3. De rechtbank acht daarmede Just Brands geslaagd in het vervullen van de aan haar gegeven bewijsopdracht.
4. Waar het verweer van [gedaagde] zich beperkt tot de stelling dat hij niet de in het rapport van [X] bedoelde handelaar in vervalste merkkleding was, wordt dit verweer verworpen en zijn de vorderingen van Just Brands, zoals gevorderd, in principe toewijsbaar.
Uitzondering maakt de rechtbank echter voor het onder (6.) van het petitum gevorderde voorschot, nu [gedaagde] heeft aangevoerd dat de schade voor Just Brands wegens verkochte vervalste merkkleding geringer is dan de gemiste bruto-winst ad 45% vermeerderd met 10% reputatieschade; de rechtbank ziet aanleiding dat gedeelte van de vordering van Just Brands niet thans te beslissen, maar dat eveneens aan de schadestaatprocedure over te laten.
5. [Gedaagde] zal als nagenoeg geheel in het ongelijk gestelde partij in de proceskosten worden veroordeeld.
Just Brands maakt aanspraak op de volledige proceskosten overeenkomstig artikel 1019h Rv en legt daartoe over als aanvulling op productie 11 bij conclusie na enquête de (laatste) specificatie uitkomend op € 10.676,38.
Tegen de hoogte van dit bedrag of elementen waarop dat is gebaseerd heeft [gedaagde] geen verweer gevoerd, terwijl het bedrag aan de rechtbank redelijk voorkomt.
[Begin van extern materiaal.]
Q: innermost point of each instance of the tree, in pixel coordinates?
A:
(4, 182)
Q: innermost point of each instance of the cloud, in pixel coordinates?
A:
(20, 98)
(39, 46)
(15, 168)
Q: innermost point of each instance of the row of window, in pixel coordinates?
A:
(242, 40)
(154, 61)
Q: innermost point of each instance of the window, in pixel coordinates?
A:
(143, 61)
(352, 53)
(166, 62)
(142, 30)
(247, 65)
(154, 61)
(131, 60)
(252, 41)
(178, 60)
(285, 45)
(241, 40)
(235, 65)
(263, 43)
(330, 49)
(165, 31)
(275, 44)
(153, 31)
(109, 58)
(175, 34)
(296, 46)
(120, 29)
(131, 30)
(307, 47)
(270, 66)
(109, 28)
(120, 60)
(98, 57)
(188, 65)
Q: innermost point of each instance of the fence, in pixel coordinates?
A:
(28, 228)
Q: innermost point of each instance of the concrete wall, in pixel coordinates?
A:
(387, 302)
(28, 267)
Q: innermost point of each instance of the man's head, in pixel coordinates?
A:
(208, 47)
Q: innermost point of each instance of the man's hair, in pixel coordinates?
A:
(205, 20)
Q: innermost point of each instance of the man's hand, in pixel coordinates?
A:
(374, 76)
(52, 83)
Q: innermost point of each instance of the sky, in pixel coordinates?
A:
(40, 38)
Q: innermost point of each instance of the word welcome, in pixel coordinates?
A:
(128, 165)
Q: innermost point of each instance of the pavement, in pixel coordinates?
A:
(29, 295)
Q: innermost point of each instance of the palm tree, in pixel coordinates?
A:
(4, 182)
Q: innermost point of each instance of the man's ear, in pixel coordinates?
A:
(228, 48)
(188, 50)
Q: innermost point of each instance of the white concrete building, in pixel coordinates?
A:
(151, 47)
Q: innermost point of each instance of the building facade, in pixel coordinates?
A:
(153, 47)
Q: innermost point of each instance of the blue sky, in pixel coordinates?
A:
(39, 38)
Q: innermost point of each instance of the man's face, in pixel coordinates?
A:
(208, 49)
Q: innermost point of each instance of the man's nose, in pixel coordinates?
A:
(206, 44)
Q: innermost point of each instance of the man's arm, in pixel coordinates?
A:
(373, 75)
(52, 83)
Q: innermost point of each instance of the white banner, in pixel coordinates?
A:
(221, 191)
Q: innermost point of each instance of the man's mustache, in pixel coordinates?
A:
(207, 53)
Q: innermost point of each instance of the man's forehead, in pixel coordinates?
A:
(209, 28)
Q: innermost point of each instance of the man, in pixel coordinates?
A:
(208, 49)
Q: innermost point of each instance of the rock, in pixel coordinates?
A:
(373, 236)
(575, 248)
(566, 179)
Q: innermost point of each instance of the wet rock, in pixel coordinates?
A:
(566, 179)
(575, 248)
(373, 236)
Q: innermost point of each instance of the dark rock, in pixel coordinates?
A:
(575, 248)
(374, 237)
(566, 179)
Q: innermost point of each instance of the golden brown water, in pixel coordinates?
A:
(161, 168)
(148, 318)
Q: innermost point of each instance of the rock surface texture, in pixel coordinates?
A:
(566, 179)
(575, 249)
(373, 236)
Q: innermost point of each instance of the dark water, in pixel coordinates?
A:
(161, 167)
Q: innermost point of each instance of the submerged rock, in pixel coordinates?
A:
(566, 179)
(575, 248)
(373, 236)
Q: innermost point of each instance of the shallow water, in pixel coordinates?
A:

Dienvolgens zal de rechtbank dit bedrag ook toewijzen.
De beslissing
De rechtbank:
I. Veroordeelt [gedaagde] met onmiddellijke ingang iedere inbreuk op het merk PME LEGEND te staken en gestaakt te houden, meer bijzonder het vervaardigen, doen vervaardigen, aanbieden, importeren, verkopen en leveren, in voorraad houden of anderszins veranderen van kleding, zo die zonder toestemming van Just Brands zijn voorzien van het merk PME LEGEND.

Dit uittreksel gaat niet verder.